Another limitation of the present study is the lack of information on the reliability and validity of parental reports of anti-smoking socialisation activities. It is likely that social desirability leads parents to over report these activities; indeed, the relatively high rates of activity reported by control parents suggest that this is the case. Although such over reporting would exert a conservative effect on the results of the present study, it is important that future work undertake to evaluate the psychometric properties of these and similar measures.
The present study also lacks a behavioural end point. Because of the grade of the cohort at baseline (third grade), it is necessary to wait at least three years (until sixth grade) before the programme could have a detectable behavioural effect. That is, smoking initiation can be expected to rise upon entry into middle school,28,29 and it is at this point that a differential effect could be detected. Collection of these follow up data on initiation of smoking is underway.
Within the field of tobacco control there is growing interest in engaging parents to reduce youth smoking. In 1998, the Centers for Disease Control and Prevention, with other federal agencies, sponsored a consensus conference that broke new ground by focusing on parenting as a public health issue. The aims of this conference, titled “Scientific foundations for parenting: preventing youth tobacco use and substance abuse”, were to delineate parenting practices that can be risk or protective factors for youth tobacco use and to determine effective parenting interventions for prevention (written communication, July 1998). More recently, Califano and colleagues at the National Center on Addiction and Substance Abuse have argued that “Parent power is the most underutilised tool in combating substance abuse.

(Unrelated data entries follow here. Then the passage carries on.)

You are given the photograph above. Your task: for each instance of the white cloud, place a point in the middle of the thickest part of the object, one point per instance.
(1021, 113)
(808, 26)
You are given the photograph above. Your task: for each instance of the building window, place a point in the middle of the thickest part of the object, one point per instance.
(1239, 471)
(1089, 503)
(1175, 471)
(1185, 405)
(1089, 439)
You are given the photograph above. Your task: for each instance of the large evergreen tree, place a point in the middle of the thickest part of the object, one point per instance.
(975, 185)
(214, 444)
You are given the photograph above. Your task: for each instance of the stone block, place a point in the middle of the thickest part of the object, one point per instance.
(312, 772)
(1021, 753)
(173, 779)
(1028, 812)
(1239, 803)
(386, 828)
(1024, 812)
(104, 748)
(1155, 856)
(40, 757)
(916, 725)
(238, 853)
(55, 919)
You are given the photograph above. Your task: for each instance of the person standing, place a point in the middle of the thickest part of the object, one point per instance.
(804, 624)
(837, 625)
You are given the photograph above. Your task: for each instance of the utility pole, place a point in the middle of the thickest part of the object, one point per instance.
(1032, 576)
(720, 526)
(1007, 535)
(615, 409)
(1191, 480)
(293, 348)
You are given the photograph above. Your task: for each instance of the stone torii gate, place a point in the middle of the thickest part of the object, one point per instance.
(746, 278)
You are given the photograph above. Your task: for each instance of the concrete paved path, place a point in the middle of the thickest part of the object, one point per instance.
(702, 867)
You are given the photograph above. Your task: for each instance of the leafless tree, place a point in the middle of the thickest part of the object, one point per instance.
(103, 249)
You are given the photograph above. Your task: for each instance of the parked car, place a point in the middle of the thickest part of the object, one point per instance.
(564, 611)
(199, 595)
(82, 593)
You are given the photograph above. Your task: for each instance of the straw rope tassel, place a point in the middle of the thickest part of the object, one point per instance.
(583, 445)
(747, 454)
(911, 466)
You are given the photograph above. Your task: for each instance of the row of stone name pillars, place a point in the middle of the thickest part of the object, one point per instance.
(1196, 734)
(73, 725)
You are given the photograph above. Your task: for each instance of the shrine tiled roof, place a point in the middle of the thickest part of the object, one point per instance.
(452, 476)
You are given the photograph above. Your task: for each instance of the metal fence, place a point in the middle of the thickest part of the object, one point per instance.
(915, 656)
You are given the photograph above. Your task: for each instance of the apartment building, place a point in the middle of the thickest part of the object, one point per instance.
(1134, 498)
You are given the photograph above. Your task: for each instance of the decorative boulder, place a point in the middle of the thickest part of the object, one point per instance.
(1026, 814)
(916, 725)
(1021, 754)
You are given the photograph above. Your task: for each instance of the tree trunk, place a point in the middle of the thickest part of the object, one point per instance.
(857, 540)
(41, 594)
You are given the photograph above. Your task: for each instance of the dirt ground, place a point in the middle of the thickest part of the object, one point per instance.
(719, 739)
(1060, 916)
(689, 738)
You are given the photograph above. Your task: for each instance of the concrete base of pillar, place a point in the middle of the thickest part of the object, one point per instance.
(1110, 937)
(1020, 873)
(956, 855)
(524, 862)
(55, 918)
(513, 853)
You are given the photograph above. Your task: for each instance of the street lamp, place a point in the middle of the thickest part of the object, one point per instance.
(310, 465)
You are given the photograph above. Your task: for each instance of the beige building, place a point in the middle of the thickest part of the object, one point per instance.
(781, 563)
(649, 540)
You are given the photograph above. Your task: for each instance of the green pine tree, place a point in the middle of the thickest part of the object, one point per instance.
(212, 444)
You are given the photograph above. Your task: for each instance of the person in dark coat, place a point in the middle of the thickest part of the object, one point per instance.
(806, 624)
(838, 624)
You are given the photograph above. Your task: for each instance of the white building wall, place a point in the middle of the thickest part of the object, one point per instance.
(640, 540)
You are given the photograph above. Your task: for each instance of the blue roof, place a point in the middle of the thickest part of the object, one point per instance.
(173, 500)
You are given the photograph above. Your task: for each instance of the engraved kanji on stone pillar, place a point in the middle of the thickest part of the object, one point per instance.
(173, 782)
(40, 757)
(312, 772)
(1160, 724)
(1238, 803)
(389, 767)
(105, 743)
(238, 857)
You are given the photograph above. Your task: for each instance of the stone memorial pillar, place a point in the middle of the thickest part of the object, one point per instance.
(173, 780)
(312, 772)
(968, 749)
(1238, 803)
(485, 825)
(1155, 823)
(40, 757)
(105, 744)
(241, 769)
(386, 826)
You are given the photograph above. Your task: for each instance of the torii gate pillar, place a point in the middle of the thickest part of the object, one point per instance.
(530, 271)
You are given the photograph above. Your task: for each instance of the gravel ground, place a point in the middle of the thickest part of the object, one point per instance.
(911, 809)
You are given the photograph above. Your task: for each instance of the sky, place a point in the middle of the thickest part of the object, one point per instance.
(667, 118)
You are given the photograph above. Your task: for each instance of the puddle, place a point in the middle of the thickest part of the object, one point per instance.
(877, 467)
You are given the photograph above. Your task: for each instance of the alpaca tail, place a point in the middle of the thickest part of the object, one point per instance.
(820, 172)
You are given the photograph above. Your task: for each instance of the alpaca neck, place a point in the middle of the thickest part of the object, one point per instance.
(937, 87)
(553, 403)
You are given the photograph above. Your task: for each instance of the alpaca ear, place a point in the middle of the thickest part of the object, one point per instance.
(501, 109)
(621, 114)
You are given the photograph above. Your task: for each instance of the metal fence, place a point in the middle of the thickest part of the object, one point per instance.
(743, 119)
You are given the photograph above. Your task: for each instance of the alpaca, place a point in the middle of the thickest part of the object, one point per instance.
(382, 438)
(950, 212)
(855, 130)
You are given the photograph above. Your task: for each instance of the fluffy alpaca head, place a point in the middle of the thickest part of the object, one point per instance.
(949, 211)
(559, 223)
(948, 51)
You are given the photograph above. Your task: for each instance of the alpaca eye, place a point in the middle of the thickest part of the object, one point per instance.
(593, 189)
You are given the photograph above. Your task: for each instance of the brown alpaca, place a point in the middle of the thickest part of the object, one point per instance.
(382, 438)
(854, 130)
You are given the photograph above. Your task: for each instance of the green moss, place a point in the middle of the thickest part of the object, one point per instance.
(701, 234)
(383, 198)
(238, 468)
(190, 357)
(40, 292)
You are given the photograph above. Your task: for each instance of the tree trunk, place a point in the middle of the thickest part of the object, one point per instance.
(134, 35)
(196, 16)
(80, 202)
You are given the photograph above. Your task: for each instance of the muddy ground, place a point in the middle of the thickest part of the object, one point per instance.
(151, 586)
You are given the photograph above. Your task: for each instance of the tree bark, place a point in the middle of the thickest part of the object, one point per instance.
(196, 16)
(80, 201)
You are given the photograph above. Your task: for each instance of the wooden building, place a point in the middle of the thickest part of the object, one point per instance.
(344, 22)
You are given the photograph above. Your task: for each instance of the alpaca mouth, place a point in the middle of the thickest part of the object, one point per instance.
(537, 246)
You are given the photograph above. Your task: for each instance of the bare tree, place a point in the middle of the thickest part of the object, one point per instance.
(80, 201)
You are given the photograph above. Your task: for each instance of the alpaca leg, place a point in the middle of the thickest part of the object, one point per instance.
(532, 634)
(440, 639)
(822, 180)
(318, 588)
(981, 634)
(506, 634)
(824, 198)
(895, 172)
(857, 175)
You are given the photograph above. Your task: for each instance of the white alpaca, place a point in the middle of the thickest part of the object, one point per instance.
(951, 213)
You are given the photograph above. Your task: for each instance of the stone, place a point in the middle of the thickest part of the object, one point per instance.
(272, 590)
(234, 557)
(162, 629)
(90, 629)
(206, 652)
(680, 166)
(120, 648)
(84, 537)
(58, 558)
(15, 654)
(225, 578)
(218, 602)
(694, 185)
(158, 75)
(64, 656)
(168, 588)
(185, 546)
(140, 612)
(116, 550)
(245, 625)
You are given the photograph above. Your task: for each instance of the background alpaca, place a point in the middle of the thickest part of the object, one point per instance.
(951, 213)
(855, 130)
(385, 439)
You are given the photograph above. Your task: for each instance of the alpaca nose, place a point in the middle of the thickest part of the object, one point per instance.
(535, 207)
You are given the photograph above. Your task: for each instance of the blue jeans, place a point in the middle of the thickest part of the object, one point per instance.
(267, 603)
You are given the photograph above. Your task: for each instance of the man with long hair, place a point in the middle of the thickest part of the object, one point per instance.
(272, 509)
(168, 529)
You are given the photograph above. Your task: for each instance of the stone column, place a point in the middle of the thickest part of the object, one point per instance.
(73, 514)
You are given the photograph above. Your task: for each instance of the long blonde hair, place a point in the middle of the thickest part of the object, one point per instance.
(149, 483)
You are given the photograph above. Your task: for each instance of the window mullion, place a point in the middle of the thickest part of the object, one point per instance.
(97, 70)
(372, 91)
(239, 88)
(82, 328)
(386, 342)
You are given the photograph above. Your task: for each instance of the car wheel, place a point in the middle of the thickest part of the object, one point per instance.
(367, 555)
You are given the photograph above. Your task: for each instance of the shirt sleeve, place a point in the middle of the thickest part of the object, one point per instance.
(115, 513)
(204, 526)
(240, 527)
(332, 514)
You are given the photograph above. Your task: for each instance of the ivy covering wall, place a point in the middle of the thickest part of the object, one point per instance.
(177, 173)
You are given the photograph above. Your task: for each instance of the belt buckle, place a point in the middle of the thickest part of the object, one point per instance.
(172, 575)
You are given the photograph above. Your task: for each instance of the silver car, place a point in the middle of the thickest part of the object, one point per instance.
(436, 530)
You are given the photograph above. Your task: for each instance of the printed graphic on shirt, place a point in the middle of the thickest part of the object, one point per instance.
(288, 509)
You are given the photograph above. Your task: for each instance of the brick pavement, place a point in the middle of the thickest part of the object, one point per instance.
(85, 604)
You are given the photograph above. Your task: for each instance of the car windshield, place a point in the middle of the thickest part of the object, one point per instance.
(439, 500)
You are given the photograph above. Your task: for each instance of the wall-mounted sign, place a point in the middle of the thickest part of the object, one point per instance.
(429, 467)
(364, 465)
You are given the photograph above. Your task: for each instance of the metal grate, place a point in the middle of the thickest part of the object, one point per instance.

The family is fundamental to keeping children away from tobacco, alcohol, and illegal drugs”.30 National media campaigns further indicate increased effort to involve parents in prevention. For example, a theme of the mass media campaign developed by the Office of National Drug Control Policy is “Parents: the anti-drug”. Providing resources on effective parenting practices is a key element of this campaign.31
At present, the capacity of parents to prevent their children from smoking is relatively untested. The Smoke-free Kids study was undertaken to test one approach to enabling parents to reduce their children’s risk of addiction to tobacco. This programme is unique because it is the first anti-smoking socialisation programme for parents of young children and because it is designed for parents who smoke. The results of this research indicate that the programme has the potential to increase anti-smoking socialisation at home and to reduce children’s susceptibility to smoking over a two year period.
Research is underway to evaluate the programme’s potential to lower children’s risk of smoking initiation.
Support was provided by National Institute for Child Health and Human Development, grant HD36514.